От неожиданности я привстала с тумбочки, и протокол свалился у меня с колен на пол.
— Маша, я сказал, вызывай врачей, — отрывисто проговорил Александр. — Я сам не понимаю, как это может быть, у него глубочайшая проникающая рана, да он элементарно кровью должен был истечь, но он жив.
За моей спиной раздался топот — это опер Кужеров, подхватив понятого, ринулся через площадку звонить.
* * *
Окончательно я пришла в себя только в купе поезда, неторопливо везущего нас с Кужеровым в командировку. И только эта неторопливость рельсового пути слегка меня отрезвила. В купе мы были вдвоем. Сережка Кужеров разложил на столе провизию, заботливо собранную ему женой на два дня пути, и методично ее уничтожал, время от времени говоря мне что-нибудь дежурно-успокаивающее. А я, закрыв глаза, пыталась привести свои мысли в порядок.
Этот чудовищный день вместил в себя, помимо всего прочего, расставание с Пьетро.
— Прости меня, пожалуйста, — упрашивала я его, — что я не смогу тебя проводить. Мне надо ехать в командировку. Ты же видишь, какие события разворачиваются… Это работа, не обижайся, ты же должен понять.
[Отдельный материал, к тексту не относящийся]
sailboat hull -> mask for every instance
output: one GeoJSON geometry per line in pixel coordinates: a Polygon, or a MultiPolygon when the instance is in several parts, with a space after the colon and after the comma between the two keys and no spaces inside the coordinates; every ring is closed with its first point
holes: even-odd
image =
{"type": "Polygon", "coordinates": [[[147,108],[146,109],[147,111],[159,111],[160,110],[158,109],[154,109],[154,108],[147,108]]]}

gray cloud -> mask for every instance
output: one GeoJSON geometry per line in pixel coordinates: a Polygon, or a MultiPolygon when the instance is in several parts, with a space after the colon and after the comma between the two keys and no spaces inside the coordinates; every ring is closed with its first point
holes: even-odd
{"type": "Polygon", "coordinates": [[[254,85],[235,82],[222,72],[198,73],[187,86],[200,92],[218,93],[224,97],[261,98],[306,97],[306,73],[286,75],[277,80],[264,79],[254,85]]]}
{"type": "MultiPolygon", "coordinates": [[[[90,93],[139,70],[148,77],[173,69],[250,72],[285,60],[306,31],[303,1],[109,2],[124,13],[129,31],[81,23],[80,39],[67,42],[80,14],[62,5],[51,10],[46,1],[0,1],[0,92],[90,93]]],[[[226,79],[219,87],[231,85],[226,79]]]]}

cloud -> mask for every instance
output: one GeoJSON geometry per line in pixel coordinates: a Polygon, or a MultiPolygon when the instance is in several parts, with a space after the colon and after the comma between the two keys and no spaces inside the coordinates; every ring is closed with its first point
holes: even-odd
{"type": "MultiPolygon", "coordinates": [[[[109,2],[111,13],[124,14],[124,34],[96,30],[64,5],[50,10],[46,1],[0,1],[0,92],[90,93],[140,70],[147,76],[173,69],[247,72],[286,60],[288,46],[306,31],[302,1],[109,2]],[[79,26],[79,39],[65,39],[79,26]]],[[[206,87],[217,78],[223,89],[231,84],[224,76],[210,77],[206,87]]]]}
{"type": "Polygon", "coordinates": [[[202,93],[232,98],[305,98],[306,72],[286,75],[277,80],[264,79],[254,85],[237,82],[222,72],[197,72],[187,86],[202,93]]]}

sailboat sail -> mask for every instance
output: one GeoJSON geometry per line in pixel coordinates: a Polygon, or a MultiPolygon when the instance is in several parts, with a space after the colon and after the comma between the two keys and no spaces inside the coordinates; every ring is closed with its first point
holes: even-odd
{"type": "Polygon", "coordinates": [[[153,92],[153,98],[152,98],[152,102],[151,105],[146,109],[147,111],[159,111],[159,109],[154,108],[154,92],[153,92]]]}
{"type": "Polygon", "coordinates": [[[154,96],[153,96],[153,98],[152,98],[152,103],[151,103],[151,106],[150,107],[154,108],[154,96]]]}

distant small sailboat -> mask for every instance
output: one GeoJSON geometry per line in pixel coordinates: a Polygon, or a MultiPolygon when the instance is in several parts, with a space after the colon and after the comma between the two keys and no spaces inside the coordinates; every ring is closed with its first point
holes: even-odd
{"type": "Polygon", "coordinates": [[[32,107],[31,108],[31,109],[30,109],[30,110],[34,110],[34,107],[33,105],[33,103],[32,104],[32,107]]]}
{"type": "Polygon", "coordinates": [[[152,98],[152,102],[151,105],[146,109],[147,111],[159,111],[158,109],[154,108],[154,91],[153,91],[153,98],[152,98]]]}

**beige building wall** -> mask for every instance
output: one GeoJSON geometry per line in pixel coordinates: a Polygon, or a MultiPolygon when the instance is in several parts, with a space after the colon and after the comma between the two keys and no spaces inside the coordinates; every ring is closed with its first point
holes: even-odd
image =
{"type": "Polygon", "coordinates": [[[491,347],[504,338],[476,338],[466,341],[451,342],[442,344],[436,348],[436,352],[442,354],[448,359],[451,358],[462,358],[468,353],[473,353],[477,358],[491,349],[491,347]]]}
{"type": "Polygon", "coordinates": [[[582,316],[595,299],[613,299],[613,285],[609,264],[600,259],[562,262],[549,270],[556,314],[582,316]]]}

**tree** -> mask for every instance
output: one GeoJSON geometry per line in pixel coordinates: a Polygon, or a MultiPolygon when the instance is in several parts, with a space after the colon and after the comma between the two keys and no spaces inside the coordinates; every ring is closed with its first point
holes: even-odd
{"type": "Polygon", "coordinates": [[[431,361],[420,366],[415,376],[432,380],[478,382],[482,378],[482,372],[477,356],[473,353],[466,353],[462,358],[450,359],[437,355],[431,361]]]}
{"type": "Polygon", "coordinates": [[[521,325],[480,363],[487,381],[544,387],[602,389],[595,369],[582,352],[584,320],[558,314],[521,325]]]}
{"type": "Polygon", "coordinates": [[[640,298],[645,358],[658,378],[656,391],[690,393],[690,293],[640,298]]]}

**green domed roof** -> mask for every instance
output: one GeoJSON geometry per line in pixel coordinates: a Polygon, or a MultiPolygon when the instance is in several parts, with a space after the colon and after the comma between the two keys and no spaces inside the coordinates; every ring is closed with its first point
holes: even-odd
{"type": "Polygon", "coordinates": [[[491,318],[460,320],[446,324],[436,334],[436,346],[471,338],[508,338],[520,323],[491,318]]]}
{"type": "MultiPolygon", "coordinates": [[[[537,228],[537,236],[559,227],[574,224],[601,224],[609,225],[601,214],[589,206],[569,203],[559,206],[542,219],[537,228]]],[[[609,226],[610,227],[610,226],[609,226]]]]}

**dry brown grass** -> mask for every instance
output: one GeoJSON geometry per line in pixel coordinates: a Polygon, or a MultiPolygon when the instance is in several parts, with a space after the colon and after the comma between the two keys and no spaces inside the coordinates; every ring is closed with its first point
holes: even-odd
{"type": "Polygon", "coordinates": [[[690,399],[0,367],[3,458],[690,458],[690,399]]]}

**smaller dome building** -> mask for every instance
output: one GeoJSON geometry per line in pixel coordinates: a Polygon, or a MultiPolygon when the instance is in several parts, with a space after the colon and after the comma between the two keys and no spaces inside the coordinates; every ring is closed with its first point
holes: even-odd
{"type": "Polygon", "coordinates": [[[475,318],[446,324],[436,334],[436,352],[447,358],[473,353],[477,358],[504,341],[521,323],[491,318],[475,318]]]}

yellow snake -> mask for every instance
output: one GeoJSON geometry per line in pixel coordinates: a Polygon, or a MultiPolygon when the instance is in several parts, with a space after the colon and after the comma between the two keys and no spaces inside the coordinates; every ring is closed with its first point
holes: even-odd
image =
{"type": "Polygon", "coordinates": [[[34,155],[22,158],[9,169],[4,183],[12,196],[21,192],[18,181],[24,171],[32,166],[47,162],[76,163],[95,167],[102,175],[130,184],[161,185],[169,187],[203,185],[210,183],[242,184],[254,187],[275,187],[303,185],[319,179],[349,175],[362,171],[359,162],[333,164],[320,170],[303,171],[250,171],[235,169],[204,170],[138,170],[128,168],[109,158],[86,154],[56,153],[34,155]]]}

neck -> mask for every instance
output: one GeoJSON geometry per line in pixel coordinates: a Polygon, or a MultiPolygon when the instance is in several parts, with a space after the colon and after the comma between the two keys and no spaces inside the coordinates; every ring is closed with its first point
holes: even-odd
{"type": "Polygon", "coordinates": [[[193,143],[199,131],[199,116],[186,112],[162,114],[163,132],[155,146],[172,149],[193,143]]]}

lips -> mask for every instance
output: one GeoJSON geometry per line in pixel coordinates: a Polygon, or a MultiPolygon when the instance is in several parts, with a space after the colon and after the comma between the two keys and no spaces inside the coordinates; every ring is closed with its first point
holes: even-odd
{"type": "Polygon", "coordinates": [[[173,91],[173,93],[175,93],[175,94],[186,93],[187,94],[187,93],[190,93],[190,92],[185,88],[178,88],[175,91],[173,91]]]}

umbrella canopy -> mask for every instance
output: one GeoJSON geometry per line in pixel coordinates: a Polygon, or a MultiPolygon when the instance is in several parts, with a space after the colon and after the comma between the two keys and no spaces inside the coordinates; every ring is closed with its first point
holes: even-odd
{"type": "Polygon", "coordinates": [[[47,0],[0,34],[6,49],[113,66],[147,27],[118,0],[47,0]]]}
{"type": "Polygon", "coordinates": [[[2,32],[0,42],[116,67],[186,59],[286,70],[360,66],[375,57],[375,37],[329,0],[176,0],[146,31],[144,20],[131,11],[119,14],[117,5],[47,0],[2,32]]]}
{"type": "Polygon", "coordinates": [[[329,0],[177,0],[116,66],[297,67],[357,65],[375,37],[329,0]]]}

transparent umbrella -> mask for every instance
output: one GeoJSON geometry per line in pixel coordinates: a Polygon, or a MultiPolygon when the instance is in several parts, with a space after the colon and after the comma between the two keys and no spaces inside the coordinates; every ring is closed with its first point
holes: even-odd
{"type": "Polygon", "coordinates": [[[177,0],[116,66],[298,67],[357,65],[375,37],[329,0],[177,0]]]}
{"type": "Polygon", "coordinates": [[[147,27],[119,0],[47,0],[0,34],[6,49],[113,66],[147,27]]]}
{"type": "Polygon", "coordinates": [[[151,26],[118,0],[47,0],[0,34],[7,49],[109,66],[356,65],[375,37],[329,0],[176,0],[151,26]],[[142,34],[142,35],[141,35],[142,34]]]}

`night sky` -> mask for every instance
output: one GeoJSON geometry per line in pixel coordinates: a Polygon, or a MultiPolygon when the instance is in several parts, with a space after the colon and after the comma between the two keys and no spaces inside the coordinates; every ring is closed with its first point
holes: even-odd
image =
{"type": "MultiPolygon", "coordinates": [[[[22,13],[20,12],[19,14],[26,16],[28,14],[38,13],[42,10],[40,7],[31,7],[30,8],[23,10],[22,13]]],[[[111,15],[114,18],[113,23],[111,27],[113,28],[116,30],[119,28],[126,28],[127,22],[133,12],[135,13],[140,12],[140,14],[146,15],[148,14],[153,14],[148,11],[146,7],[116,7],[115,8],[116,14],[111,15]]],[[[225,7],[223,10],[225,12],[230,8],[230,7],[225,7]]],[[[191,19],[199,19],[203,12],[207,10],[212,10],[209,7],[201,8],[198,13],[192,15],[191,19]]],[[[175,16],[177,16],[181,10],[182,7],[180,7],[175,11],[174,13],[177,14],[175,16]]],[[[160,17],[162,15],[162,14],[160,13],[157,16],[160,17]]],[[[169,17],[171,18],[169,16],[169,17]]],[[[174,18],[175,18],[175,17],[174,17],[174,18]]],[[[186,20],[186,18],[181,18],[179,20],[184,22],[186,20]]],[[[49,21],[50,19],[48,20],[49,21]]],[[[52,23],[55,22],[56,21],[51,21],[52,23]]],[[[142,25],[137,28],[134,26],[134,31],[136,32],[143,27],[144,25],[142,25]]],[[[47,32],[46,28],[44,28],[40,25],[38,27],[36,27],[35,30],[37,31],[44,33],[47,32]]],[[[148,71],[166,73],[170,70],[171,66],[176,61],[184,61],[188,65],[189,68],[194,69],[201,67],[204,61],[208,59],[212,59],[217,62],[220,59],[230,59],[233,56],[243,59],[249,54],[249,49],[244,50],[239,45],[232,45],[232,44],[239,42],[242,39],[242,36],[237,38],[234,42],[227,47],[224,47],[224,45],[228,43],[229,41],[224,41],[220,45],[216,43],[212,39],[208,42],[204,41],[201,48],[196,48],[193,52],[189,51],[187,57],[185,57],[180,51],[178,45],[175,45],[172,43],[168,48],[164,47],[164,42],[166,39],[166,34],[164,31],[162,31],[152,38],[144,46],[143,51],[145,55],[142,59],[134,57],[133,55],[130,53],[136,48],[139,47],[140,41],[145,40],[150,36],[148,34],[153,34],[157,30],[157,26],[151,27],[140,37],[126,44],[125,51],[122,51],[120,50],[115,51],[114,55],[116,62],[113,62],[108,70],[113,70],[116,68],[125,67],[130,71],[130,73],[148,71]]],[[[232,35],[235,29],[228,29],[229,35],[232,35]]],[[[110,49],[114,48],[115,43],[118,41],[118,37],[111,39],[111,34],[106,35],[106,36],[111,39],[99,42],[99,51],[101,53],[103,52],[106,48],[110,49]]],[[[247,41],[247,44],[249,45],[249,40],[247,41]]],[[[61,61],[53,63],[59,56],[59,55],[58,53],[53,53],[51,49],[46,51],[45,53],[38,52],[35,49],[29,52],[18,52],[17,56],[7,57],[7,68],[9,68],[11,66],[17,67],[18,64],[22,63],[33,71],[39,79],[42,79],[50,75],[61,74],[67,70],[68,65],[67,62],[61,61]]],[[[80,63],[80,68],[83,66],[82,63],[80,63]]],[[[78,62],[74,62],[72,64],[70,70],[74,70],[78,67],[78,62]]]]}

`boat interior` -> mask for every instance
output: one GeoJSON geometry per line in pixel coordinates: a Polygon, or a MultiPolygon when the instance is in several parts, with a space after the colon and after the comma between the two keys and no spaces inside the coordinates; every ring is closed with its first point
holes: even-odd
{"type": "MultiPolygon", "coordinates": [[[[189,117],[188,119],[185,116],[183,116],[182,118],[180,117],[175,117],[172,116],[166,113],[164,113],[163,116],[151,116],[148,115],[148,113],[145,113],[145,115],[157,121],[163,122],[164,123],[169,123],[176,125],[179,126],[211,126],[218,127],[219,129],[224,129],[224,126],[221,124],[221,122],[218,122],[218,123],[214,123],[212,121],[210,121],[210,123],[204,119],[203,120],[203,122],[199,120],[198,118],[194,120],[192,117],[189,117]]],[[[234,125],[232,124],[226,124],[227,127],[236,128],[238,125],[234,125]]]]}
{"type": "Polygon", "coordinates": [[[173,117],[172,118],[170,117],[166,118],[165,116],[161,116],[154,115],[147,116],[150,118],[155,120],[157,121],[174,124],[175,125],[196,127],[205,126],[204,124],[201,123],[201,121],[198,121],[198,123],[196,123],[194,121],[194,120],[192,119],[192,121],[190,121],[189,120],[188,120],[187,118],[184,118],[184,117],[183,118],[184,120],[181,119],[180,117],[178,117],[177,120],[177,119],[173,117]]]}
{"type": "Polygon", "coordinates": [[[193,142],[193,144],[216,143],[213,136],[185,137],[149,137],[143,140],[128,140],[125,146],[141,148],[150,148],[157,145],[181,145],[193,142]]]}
— Зачем ты оправдываешься, Мария, — грустно отвечал Пьетро, — один день в нашей жизни ничего не изменит. Ты не полюбишь меня за этот день, и я не забуду тебя за этот день. Так что до встречи где-нибудь там, — он показал на небо, — лет через сто.
Мы стояли в проходном дворе, рядом с машиной “скорой помощи”, и наблюдали, как санитары снесли вниз носилки с телом раненого, задвинули их в машину и закрыли задние дверцы. Следом за реанимобилем двинулась дежурная машина РУВД с тремя милиционерами, вооруженными автоматами. Я машинально отметила, что серьезность охраны этого субъекта возрастает обратно пропорционально его состоянию здоровья. Пока он был крепок и силен, к его охране отнеслись, прямо скажем, наплевательски. Далее, у его койки в травматологическом отделении больницы дежурили двое. Сейчас, когда он без сознания, и неизвестно, выживет ли, его будут караулить уже трое с автоматами. Мигулько пообещал мне лично контролировать несение службы постовыми. Кроме того, он поклялся мне страшной клятвой, что если киллера удастся спасти, он сразу и лично отвезет его в тюремную больницу.
— Ладно, Мария, — Пьетро через силу улыбнулся, — я тебя благословляю. И очень хочу, чтобы ты была счастлива с Александром. Дай тебе Бог…
Мы с Пьетро обнялись. Краем глаза я видела доктора Стеценко, скромно стоявшего у дверей подъезда с экспертным чемоданом. Заметив, что я из-за плеча Пьетро поймала его взгляд, он отвернулся.
— Мы еще увидимся, Пьетро? — спросила я сквозь слезы.
Не выпуская меня из объятий, он покачал головой.
— Я хотел бы увидеться с тобой, но не скоро. Я готов встретиться, только когда ты будешь замужем за Александром, у тебя будет трое детей, а у меня — никакой надежды на твою любовь. Пока ты свободна, я не хочу тебя видеть. Я же не железный, Ма-шен-ка. — Он с трудом выговорил это сложное слово и поцеловал меня в лоб, в синий след от шишки, который еще немного побаливал.
Тут я зарыдала, уже не сдерживаясь. Пьетро бережно усадил меня на скамеечку, а сам пошел прощаться с Сашкой. Я видела, как они обнимались, хлопали друг друга по спине, и готова была поклясться, что у обоих в глазах тоже стояли слезы.